Kalshi Traders: U.S. Inflation May Have Peaked in May
Alina Collins
Kalshi contract pricing shows traders believe U.S. CPI likely peaked in May — only a 28% chance the annual reading tops 4.2% this year. Falling oil prices are the key driver, and the June CPI print will be the decisive test.
Why do traders think inflation has already peaked?
Kalshi contracts put just a 28% probability on this year's CPI peak exceeding 4.2%.
4.2% is the actual May annual inflation rate. This means → traders are betting May was the high-water mark, and readings will only fall from here.
In plain terms = roughly three-quarters of market money is positioned for inflation to cool.
What drove oil prices down so sharply?
A thaw in U.S.–Iran tensions led to a partial reopening of the Strait of Hormuz, pulling oil and gas prices off their highs.
The U.S. national average gasoline price fell to $3.84 per gallon, down sharply from a peak above $4.50.
U.S. crude dropped below $70 per barrel for the first time since the conflict began — this reflects a rapid unwinding of geopolitical risk premium.
How does falling oil feed into CPI?
Energy accounted for 60% of May's month-over-month CPI increase.
This means → once energy retreats, the headline CPI number gets dragged down directly — no help needed from other components.
Kalshi traders now expect June CPI to fall 0.2% month-over-month, in line with Wall Street consensus.

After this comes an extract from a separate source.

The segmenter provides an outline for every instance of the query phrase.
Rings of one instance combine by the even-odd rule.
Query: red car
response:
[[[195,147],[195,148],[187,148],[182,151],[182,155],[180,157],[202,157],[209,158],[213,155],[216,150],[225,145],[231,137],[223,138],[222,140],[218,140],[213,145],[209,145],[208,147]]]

When will this call be confirmed or disproven?
The Bureau of Labor Statistics (BLS) will release the June CPI report on July 14.
That report will directly confirm or refute the "May was the peak" thesis — if June CPI turns negative month-over-month, the peak argument holds.
In plain terms = July 14 is the verdict day; the market will find out whether the bet was right.
Content is for reference only, not financial advice.